Handwritten submissions only.

    Do not type your homework for this homework assignment. We will discuss advisablity for subsequent homework submissions. But for now, don't.
Why?
  • Short Answer: Because.

  • Long Answer: Judging from the submissions of your predecessors in this course, it is exceedingly difficult to properly format your work. You lose points and/or your grader becomes cranky. (Which amounts to the same thing.)

Anything else?

    Write clearly. If people have told you in the past your work is hard to read of messy, you'll have to try harder or copy over your work neater when done solving problems.

    Do not cram your lines together. You should submit the handwritten equivalent of "double-spaced" work.

    There should be a 1.5 inch margin on both left and right side of each page to allow room for my comments and grading notes.

    If you use lined paper, make sure your writing is darker than those lines!

    The size of your writing should be 14pt font. No small writing. I want to be able to read it easily.

For this assignment, at most one problem per page and single-sided submissions only.
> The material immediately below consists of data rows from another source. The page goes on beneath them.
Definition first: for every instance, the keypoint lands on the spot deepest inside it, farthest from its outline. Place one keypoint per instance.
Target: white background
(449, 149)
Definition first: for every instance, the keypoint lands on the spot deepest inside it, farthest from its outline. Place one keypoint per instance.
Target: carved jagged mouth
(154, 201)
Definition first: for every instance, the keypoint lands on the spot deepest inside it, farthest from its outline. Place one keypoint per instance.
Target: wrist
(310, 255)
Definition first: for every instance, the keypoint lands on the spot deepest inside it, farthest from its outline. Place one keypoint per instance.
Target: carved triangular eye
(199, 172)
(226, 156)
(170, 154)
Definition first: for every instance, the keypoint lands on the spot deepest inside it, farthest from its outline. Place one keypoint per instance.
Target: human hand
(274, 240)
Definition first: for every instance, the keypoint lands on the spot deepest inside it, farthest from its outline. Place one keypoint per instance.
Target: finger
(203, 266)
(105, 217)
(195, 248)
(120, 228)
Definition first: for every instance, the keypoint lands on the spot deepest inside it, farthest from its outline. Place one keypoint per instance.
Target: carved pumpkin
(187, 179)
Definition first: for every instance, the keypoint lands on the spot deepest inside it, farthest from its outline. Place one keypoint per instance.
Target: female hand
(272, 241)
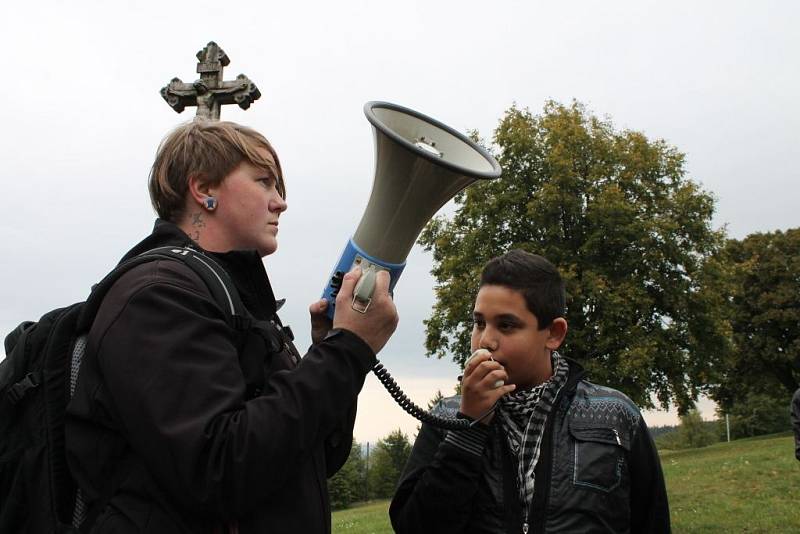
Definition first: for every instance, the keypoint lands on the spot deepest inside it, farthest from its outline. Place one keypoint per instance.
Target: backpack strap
(216, 279)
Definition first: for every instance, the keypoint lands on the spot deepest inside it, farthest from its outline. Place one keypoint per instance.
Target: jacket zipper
(548, 469)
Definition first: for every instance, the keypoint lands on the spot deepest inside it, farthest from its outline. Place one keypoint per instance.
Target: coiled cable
(447, 423)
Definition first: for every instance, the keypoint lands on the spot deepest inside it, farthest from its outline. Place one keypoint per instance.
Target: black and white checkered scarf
(522, 415)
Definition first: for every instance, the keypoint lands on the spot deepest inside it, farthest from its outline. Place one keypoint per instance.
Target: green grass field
(750, 485)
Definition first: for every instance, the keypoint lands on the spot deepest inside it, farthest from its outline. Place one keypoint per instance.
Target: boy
(558, 453)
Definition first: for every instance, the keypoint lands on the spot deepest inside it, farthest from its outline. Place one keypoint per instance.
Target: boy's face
(504, 326)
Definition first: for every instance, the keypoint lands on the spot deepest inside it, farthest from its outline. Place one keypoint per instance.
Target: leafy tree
(692, 432)
(387, 463)
(758, 414)
(629, 232)
(765, 317)
(346, 486)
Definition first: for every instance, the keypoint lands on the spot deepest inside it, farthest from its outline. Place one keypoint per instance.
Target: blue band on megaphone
(346, 260)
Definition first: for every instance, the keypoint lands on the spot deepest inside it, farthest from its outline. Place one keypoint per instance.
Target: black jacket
(191, 426)
(795, 417)
(598, 471)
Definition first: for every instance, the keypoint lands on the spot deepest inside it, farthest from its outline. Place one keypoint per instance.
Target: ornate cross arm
(210, 92)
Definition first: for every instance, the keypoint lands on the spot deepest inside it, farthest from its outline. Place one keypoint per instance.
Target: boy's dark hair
(534, 277)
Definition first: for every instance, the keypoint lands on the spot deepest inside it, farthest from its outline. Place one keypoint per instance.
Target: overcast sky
(83, 114)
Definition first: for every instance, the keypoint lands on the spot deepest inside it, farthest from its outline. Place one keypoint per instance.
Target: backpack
(37, 380)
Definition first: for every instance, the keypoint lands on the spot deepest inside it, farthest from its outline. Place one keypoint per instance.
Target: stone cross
(210, 92)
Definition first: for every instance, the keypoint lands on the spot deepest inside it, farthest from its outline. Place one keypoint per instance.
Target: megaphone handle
(362, 294)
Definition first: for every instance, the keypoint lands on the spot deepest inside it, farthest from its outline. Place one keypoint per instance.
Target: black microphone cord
(447, 423)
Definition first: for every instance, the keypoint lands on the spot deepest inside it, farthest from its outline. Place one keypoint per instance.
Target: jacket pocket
(599, 456)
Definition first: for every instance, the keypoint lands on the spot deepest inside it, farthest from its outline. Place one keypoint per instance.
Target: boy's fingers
(474, 361)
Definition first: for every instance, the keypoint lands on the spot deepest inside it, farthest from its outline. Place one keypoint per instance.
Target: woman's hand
(320, 323)
(377, 324)
(482, 385)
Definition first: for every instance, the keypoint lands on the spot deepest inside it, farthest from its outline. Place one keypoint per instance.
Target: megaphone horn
(420, 164)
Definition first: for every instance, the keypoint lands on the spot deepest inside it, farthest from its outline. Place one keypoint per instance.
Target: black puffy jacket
(598, 471)
(181, 424)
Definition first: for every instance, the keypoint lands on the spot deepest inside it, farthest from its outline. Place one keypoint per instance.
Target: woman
(179, 422)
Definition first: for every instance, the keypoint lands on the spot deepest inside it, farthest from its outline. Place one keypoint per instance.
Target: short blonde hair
(209, 150)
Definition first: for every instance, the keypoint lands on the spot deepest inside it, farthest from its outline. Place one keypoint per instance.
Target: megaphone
(420, 164)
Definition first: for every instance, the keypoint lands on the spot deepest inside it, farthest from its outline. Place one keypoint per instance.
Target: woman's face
(249, 206)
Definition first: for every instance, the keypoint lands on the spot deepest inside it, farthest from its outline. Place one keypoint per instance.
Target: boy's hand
(482, 385)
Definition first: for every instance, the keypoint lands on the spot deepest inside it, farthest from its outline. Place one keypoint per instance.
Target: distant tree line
(661, 305)
(371, 472)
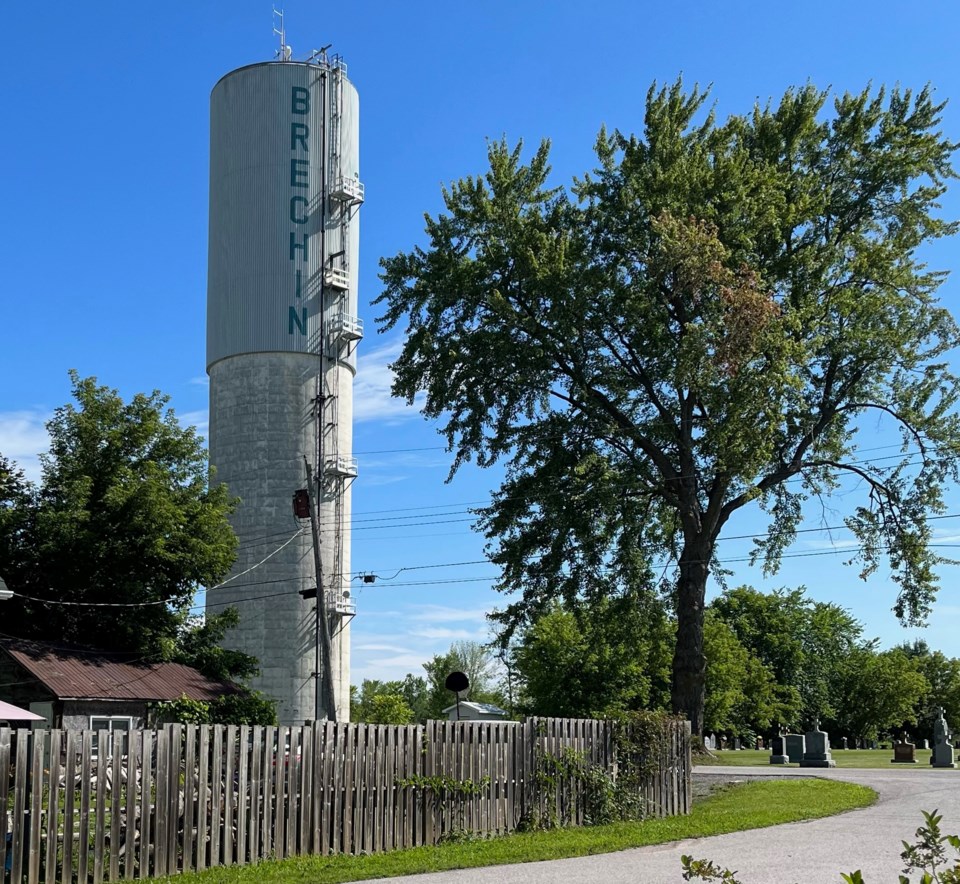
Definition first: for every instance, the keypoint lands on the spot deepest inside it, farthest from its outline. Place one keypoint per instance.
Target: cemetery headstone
(817, 752)
(904, 752)
(942, 747)
(778, 748)
(796, 746)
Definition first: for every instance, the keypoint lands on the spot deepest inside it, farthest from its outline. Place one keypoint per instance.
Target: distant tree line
(108, 550)
(773, 659)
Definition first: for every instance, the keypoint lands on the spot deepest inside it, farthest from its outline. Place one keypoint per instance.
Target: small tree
(124, 521)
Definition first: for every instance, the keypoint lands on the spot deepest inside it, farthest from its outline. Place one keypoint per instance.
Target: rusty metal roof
(90, 675)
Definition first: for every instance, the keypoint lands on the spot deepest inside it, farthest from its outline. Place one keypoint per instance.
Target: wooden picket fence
(85, 806)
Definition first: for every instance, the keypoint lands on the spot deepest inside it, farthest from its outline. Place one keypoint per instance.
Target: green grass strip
(739, 807)
(879, 759)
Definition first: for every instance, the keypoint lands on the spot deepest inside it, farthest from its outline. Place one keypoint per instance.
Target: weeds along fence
(88, 806)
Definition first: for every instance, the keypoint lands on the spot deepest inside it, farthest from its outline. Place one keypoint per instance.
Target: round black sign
(456, 682)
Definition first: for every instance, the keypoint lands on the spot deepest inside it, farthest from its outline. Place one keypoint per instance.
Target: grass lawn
(843, 758)
(734, 808)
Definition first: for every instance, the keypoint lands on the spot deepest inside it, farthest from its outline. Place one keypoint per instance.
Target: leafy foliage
(877, 692)
(247, 707)
(477, 662)
(803, 642)
(582, 661)
(124, 514)
(742, 694)
(702, 323)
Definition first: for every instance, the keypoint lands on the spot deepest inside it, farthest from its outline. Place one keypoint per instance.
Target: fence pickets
(93, 807)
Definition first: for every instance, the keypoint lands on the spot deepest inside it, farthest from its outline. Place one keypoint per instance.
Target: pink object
(9, 712)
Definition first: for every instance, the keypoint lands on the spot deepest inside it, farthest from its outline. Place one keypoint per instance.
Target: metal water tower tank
(282, 332)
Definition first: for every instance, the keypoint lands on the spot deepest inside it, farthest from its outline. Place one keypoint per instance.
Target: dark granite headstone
(778, 749)
(817, 752)
(904, 752)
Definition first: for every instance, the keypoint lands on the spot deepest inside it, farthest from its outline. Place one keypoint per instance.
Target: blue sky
(103, 222)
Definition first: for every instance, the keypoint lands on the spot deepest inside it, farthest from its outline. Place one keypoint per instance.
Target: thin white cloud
(381, 648)
(443, 614)
(199, 419)
(439, 632)
(371, 389)
(23, 437)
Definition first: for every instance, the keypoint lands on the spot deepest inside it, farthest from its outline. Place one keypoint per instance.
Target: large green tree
(877, 692)
(802, 641)
(702, 323)
(475, 660)
(581, 661)
(123, 529)
(742, 695)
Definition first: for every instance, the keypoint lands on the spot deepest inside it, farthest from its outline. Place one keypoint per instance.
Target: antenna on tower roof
(284, 53)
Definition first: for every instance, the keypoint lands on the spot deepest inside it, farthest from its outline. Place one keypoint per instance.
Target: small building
(470, 711)
(79, 689)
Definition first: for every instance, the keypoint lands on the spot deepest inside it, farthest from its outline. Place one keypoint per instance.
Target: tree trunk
(689, 663)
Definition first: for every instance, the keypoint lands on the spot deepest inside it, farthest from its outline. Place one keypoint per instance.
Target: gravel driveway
(813, 852)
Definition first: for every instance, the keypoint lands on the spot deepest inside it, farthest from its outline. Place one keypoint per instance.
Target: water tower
(282, 331)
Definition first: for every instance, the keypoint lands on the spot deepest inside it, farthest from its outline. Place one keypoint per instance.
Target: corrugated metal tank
(281, 341)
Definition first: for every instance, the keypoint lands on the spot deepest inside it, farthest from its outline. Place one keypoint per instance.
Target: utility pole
(323, 675)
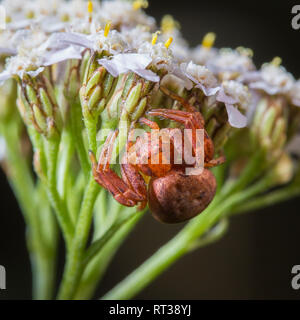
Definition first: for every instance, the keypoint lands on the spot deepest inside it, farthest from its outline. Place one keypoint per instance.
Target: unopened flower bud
(8, 94)
(269, 127)
(38, 107)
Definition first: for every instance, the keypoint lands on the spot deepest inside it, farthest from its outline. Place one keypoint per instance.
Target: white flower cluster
(43, 33)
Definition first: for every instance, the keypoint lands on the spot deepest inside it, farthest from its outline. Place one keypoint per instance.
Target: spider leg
(215, 162)
(184, 103)
(120, 190)
(189, 120)
(151, 124)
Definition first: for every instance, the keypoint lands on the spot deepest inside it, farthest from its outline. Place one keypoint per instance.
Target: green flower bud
(38, 107)
(74, 76)
(269, 127)
(8, 96)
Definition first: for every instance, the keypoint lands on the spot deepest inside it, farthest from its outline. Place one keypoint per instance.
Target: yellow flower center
(154, 37)
(140, 4)
(168, 42)
(209, 40)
  1. Consider the formal definition for the sorting problem given on the first page of chapter 2 in CLRS.
    1. Using similar formalities, write a definition for a problem find-min that instead of modifying the input sequence, scans it for the smallest value and returns the index of that value in the sequence no matter what it is.
    2. Write pseudocode for find-min.
    3. Using a loop invariant, prove that your algorithm for find-min is correct. Make sure that your loop invariant fulfills the three necessary properties.
  2. Consider the searching-problem

    Input: A sequence of n numbers A=<a1,a2,...,an> and a value v.

    Output: An index i such that v = A[i] or the special value NIL if indicates that v does not appear in A.

    1. Write pseudocode for linear-search, which scans through the sequence, looking for v.
    2. Using a loop invariant, prove that your algorithm is correct. Make sure that your loop invariant fulfills the three necessary properties.
  3. Consider sorting n numbers stored in an array A by first finding the smallest element of A and exchanging it with A[n]. Then find the second smallest element of A and exchanging it with A[n-1]. Continue in this manner for the first n-1 smallest elements of A.
    1. Write pseudocode for this algorithm.
    2. What loop invariant does your algorithm maintain?
    3. What consequences would there be if instead of doing the search and exchange step n-1 times you did it ...

      for only n-2 times?

      for exactly n times?

    4. If there is a relationship of numbers in an input array that causes your pseudocode to run more slowly/quickly than another, describe it. If there is no such relationship, explain why not.

    For this homework, you are asked to pledge the following.

    1. I have not consulted any source other than the allowed
      1. Dr. Dale
      2. our textbook
    2. I have not consulted any other person, any other text, or the web.